Submodular Benchmark Selection

arXiv cs.AI / 5/5/2026

📰 NewsIdeas & Deep AnalysisModels & Research

Key Points

  • The paper addresses the high cost of evaluating large language models across many correlated benchmarks by framing benchmark subset selection as submodular maximization under a multivariate Gaussian assumption.
  • It derives natural objectives based on entropy (log-determinant covariance) and mutual information between selected and remaining benchmarks, showing that entropy is submodular and connects to pivoted Cholesky with spectral residual bounds.
  • It finds that mutual information is generally non-monotone, but is empirically monotone for small subsets, enabling greedy optimization.
  • Experiments using three matrices derived from ten public leaderboards indicate that mutual-information-based selection performs better than entropy-based selection for imputation when selecting small subsets.

Abstract

Evaluating large language models across many benchmarks is expensive, yet many benchmarks are highly correlated.
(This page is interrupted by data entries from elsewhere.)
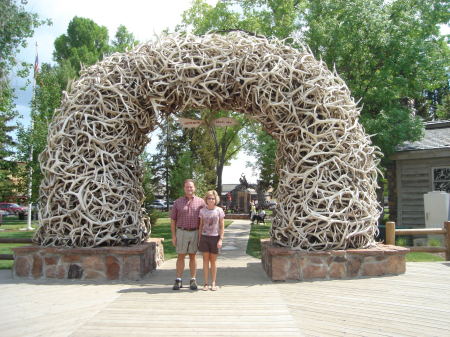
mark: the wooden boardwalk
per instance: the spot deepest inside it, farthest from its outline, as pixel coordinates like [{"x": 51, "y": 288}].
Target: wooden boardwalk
[{"x": 247, "y": 303}]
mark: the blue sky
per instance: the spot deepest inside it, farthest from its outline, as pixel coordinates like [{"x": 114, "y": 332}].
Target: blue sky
[{"x": 144, "y": 19}]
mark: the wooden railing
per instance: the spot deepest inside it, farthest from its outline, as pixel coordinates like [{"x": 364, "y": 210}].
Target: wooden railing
[
  {"x": 12, "y": 240},
  {"x": 391, "y": 232}
]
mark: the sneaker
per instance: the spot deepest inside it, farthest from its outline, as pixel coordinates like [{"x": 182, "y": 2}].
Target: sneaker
[
  {"x": 193, "y": 284},
  {"x": 177, "y": 285}
]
We formalize the selection of a small, informative subset as submodular maximization under a multivariate Gaussian model. Entropy (log-determinant covariance) and mutual information between selected and remaining benchmarks arise as natural objectives. Both are submodular; entropy selection coincides with pivoted Cholesky and has spectral residual bounds, while mutual information is non-monotone in general but empirically monotone for small subsets, so we optimize it greedily. Experiments on three matrices from ten public leaderboards show that mutual information selection outperforms entropy for imputation at small subsets.